If we let $\underset{k\times 1}{\boldsymbol{X}}=(X_1, \dots, X_k)' \sim MP^{(k)}(\boldsymbol{0},\boldsymbol{1}, \alpha)$ where MP denotes a Multivariate-Pareto distribution, with joint survival function:
$F_{\boldsymbol{X}}(x_1, \dots x_k)=\left(1+\sum_{i=1}^k (x_i-\mu_i)/\sigma_i\right)^{-\alpha}=\left(1+\sum_{i=1}^k x_i\right)^{-\alpha}$,
where the normalizations $\underset{k\times 1}{\boldsymbol{\mu}}=(\mu_i)=(0,\dots, 0)'=\boldsymbol{0}$ and $\underset{k\times 1}{\boldsymbol{\sigma}}=(\sigma_i)=(1,\dots, 1)'=\boldsymbol{1}$, have been imposed above.
Then, $Y=\sum_{i=1}^k X_i \sim FP(0,1,1,\alpha, k)$ where FP denotes a Feller-Pareto random variable.
I have seen this result in numerous places without proof: e.g., H.C. Yeh, "Some Properties of Homogeneous Multivariate Pareto Distribution", Journal of Multivariate Analysis, (1994) and B. Arnold's text, "Pareto Distributions 2nd Edition" Ch.6; probably because it is straight forward. Both references simply mention that by Jacobians, the result follows.

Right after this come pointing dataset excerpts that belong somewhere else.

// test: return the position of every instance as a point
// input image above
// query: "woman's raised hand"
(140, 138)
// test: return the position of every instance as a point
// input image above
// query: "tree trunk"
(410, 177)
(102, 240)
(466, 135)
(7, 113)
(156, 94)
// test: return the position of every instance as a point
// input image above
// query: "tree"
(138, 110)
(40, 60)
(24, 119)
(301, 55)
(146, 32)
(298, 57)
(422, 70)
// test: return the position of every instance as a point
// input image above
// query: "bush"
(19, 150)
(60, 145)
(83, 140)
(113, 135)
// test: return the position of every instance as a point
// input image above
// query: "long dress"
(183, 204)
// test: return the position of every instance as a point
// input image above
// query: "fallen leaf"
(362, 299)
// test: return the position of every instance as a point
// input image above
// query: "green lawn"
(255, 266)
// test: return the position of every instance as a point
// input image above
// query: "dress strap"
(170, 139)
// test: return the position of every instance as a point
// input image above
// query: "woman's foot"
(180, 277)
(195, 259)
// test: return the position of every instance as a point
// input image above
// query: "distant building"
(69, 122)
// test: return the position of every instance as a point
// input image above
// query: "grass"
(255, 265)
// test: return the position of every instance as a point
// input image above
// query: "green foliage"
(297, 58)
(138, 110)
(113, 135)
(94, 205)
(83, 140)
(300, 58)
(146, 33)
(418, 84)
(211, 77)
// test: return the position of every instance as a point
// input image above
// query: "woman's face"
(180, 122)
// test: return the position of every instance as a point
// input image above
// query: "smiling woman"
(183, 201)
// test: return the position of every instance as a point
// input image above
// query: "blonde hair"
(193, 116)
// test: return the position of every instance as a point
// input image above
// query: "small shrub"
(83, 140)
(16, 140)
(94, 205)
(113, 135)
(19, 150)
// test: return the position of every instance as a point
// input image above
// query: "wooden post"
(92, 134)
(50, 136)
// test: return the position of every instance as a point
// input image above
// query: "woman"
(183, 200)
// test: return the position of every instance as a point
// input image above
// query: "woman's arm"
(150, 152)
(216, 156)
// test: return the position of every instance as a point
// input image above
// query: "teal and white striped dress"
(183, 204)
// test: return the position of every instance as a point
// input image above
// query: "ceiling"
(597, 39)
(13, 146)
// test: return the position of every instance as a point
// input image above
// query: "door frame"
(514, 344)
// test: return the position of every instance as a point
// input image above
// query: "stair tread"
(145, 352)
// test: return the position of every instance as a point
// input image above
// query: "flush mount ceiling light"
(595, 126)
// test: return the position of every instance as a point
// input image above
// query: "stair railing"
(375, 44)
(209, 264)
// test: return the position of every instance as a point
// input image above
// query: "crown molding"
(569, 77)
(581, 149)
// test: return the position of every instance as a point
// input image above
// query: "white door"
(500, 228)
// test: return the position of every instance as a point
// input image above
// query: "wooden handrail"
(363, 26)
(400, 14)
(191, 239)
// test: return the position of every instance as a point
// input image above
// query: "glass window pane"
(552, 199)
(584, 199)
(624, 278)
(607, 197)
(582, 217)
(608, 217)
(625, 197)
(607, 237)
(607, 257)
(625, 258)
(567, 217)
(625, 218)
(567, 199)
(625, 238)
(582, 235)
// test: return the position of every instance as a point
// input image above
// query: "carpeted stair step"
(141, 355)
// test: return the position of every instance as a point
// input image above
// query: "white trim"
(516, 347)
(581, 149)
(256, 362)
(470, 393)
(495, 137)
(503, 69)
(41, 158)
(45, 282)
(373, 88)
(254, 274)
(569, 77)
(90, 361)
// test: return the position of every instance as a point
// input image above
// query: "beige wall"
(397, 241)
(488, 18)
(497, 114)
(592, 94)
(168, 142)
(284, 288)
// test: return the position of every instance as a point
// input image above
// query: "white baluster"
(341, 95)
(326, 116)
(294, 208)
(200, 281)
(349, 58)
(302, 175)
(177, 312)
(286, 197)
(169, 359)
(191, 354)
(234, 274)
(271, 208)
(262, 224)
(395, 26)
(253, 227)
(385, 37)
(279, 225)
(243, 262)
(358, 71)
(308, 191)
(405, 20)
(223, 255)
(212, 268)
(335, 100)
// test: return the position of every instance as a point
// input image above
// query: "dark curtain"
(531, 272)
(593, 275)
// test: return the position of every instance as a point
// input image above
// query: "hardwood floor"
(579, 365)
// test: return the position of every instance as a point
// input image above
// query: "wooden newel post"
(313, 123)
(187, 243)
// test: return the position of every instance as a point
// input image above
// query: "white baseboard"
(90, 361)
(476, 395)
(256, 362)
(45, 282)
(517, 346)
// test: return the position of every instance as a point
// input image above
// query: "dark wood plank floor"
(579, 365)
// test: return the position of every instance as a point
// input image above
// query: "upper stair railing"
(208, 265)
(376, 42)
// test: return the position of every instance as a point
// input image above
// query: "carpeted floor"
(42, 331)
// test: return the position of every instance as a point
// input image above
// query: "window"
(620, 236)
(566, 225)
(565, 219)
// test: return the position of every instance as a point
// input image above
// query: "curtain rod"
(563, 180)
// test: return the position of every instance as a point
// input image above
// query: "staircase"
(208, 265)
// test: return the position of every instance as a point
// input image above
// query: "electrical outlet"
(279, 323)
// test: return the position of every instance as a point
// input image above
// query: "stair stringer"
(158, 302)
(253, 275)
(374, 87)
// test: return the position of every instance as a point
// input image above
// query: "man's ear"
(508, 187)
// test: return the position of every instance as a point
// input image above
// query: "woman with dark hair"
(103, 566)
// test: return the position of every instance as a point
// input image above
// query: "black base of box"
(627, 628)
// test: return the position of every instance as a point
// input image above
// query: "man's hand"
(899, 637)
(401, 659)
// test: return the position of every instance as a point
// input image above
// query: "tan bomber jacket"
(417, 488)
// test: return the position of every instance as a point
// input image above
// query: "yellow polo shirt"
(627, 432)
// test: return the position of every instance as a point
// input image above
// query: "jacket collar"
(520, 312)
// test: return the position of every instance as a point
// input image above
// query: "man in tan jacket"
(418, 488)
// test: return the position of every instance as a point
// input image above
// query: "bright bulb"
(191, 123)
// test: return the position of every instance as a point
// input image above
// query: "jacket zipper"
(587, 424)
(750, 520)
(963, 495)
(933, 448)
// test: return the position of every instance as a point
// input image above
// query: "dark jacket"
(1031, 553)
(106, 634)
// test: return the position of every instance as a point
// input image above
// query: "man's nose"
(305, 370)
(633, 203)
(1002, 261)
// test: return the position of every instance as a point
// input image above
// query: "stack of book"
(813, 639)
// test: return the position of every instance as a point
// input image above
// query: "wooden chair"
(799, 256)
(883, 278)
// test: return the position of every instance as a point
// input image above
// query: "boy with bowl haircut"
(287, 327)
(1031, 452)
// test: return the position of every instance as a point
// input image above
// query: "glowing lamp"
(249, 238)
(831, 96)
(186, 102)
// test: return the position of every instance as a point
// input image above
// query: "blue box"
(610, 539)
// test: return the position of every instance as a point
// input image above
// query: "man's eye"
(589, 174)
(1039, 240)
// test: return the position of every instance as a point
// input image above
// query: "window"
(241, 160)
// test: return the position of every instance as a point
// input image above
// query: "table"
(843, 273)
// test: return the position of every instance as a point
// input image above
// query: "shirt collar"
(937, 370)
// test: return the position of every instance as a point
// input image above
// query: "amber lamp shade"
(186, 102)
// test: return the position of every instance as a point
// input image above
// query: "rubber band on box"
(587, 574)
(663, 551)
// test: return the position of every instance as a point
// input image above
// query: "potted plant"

But I am having a hard time because if $y=g(X_1,\dots X_k)$ I am not sure how to obtain $g^{-1}(y)$. I believe some auxiliary variables need to be introduced? Any ideas? I am also wondering what happens if we let $k\rightarrow \infty$. By inspection of the density of the FP, I believe the result breaks down.